Obésité : les lobbys font la loi
En France, en 2016, dans le cadre de la prévention de l'obésité, la loi dite de "modernisation de notre système de santé" a introduit une très timide recommandation, en précisant que la mention des informations nutritionnelles obligatoires sur les étiquettes des aliments industriels « peut être accompagnée d'une présentation ou d'une expression complémentaire au moyen de graphiques ou de symboles » (1). C'est déjà beaucoup trop pour les lobbys agroalimentaires.
Le code à 5 couleurs le plus éprouvé
L'obésité, qui touche davantage les personnes de faible niveau socioéconomique, a des conséquences néfastes sur la santé (2). Parmi les moyens de prévention, les mentions nutritionnelles sur les aliments bénéficient davantage aux personnes les plus éduquées (3). La question d'une illustration simple pour aider à comprendre ces mentions est donc un enjeu de santé publique.

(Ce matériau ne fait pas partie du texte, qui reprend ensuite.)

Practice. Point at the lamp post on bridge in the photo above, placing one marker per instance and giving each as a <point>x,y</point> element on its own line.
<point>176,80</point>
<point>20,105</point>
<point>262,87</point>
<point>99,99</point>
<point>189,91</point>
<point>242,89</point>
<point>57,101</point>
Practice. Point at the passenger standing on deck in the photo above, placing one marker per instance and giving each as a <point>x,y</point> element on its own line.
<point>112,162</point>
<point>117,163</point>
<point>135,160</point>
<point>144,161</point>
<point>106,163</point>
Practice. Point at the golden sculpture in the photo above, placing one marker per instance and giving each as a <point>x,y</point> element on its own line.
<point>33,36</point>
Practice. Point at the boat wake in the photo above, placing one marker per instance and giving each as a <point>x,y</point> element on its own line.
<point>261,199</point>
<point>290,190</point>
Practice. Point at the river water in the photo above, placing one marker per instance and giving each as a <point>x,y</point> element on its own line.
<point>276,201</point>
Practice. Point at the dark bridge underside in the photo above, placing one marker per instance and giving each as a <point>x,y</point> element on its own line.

Dans un rapport officiel sur la nutrition et la lutte contre l'obésité datant de novembre 2013, son auteur, Serge Hercberg, avait fait une synthèse des expériences dans le monde et proposé un code à 5 couleurs (jaune, vert, orange, rose, rouge) pour aider les consommateurs à choisir parmi les aliments et inciter les industriels à améliorer leurs produits (4).
Ce code a été testé dans deux études, chez plus de 10 000 personnes chacune, publiées dans des revues internationales de nutrition. Il s'est avéré supérieur à d'autres codes et a été recommandé par le Haut conseil de la santé publique (5à7).
Remise à zéro
Dès le départ, les secteurs de l'agroalimentaire et de la distribution se sont opposés à ce code, notamment parce qu'il comportait la couleur rouge, et ont proposé diverses alternatives moins explicites (8).
Sur l'insistance du ministre de l'Agriculture, la ministre de la Santé a accepté de tout remettre à zéro en lançant une évaluation de divers codes. Sous le patronage et avec le financement des firmes et distributeurs du secteur, très présents aussi dans le comité scientifique (8,9). Au point que son président, aussi directeur général de l'Institut national de la santé et de la recherche médicale (Inserm), a démissionné du comité de pilotage (10).
Et pour parachever le tout, le lobby agroalimentaire a écrit au ministre de l'Agriculture pour demander l'arrêt des travaux de Serge Hercberg à l'Inserm sur les codes couleurs (10).
Le temps perdu à démontrer ce qui l'a déjà été est du temps perdu pour la santé des personnes.